Local officials bid to keep Lock open

Parish President J. Mitchell Ourso Jr. and Plaquemine Mayor Mark A. “Tony” Gulotta are scheduled to meet today (Thursday) at the Courthouse with the state Office of Tourism to offer local help to keep the Plaquemine Lock State Historic Site open to the public.
Because of state budget cuts, the Gary J. Hebert Memorial Lockhouse is open by appointment only, Gulotta said.
“We want to see what we can do to keep the locks open,” Ourso said. “We will try to help them with some in-kind [services]. He hate for the state to shut it down. That kind of thing means a lot to a lot of people in this parish.”
The mayor said the city has been helping with maintenance work for the past four or five months, and over the past month did major work cleaning up trees and overgrown flowerbeds.

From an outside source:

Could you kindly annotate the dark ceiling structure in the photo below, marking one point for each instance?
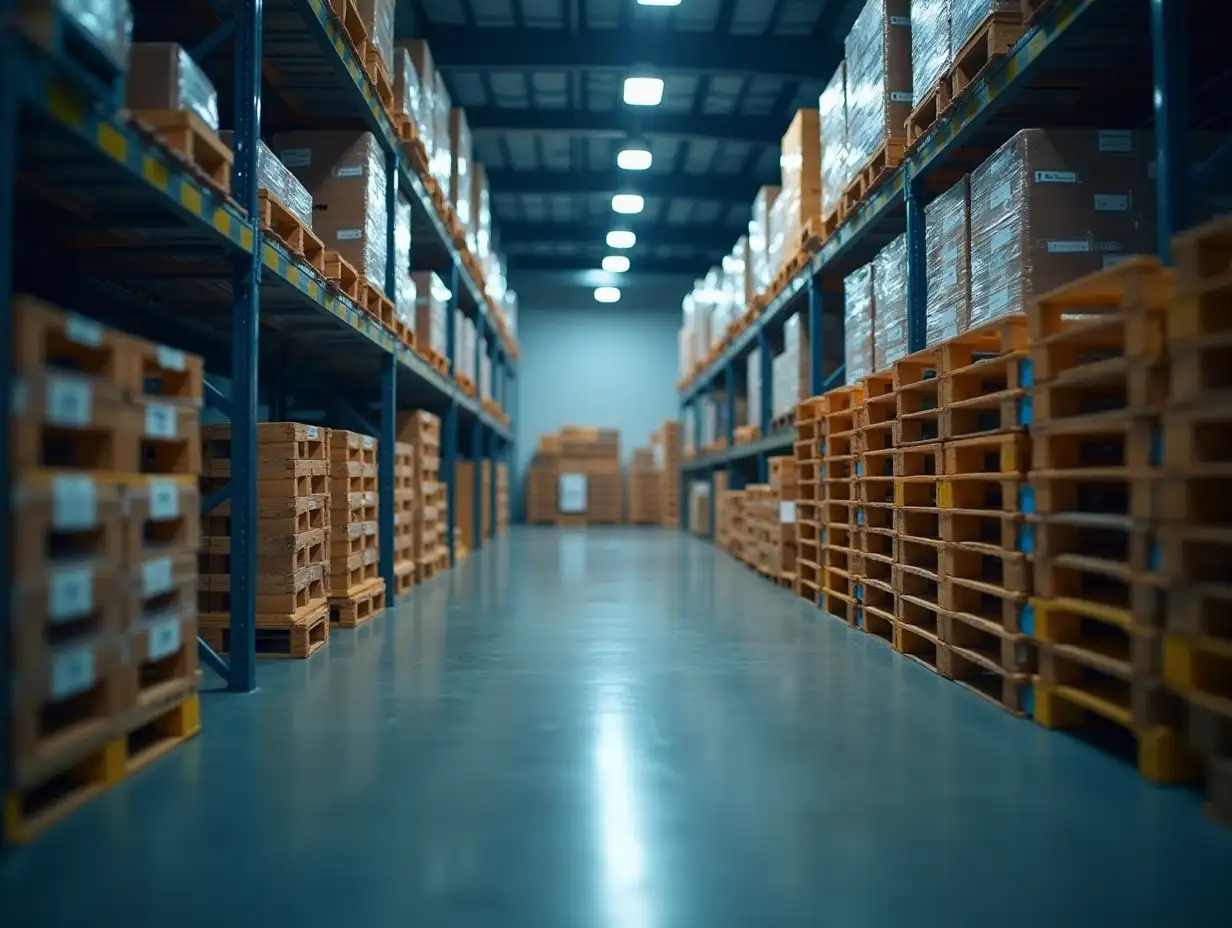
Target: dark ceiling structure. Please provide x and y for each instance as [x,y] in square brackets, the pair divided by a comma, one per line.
[541,81]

“We have all that pretty landscaping the city just put in by the church, and the state park looks like it's been abandoned for five years,” Gulotta said.
Although the Lock is Plaquemine's major landmark, the state, in justifying the cut, claimed the number of visitors was low, the mayor said. He said the site kept track only of visitors to the Lockhouse, and not of the visitors to the grounds.
The Lock grounds are used as part of Plaquemine's Fourth of July festival and other city events at neighboring Bayou Plaquemine Waterfront Park.
“We're talking $50,000 to keep the Plaquemine Lock operational for a year,” Gulotta said.
He said the city would be able to help with grass cutting, maintenance and utilities, and there is discussion of using parish tourism personnel to staff the Lockhouse.
Ourso said he had been surprised to learn that the Lockhouse had been closed for only one day a year. He hopes for an arrangement to keep the building open five days a week, possibly with Monday and Tuesday closures.
“They cut and expect you to pick up everything after them,” the parish president said. He said he wants to work out a way to keep the landmark open until the state can resume its operation.
“We don't want the state to say this will be forever,” he said.
Gulotta said when he took office in 1992; a group of very dedicated volunteers were keeping the Lockhouse open to the public during an early period of state financial crisis.
Several years later, the state resumed, and improved, the operation. Gov. Bobby Jindal proposed to cut funding for the Lock and other state historic sites last year. The Legislature restored the funds for the last fiscal year, but not for this one.
“We definitely want to try to keep it open, whatever it takes,” Gulotta said.
“Between the two of us, I'm sure we can make something happen,” Ourso said.